听了恩浓一席话,恩轩心中一痛,他的浓儿,究竟遭了什么罪,非要如此对她?
“知道吗?你们两个是我这两年来第一次倾诉的对象,我原来对谁都不说,可是,没来由的,我就是相信你们。”
恩轩、恩怀听了这番话,都温和的朝她一笑,原来,失忆的人儿,对他们,仍有感觉的。
恩浓又转过脸,看向恩轩,“你很爱你的未婚妻子,从画中我看得出来,我很羡慕她,也许是因为我们长得相像,她那么的健康阳光,而我却生在阴暗中,苦苦的寻觅生活的答案。”

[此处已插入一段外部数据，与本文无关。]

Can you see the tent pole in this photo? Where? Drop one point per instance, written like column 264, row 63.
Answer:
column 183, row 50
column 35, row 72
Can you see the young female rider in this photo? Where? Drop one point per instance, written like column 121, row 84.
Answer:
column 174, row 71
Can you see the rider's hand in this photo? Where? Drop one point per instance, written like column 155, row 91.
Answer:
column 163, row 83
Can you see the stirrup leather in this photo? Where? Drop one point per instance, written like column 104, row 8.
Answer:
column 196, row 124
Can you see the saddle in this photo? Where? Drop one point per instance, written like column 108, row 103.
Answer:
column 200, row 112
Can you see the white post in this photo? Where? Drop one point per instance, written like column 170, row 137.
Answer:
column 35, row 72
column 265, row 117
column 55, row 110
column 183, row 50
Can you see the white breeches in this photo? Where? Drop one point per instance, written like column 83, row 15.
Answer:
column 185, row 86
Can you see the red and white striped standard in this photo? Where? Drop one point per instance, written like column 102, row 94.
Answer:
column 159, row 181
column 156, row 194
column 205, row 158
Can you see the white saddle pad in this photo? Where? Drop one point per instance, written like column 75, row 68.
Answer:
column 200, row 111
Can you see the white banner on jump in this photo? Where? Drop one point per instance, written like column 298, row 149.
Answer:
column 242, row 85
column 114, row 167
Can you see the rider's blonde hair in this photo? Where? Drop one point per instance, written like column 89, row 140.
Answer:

闻言,恩轩感动之极,“你不用羡慕的,你一样能得到。”
沉默许久,恩浓似想起什么的,做了一个重大的决定,“若我有事相求于江湖楼,你们愿意帮助我么?”
“不论什么事,只要基于江湖道义,我们都会帮你。”恩轩肯定答道。
“它日我若出意外,江湖楼能否护送我的教众出中原?”
这是不想引起江湖纷争啦,两人怔了怔,均点了点头。
正是:相逢犹作不相识,只为怜惜眼前人。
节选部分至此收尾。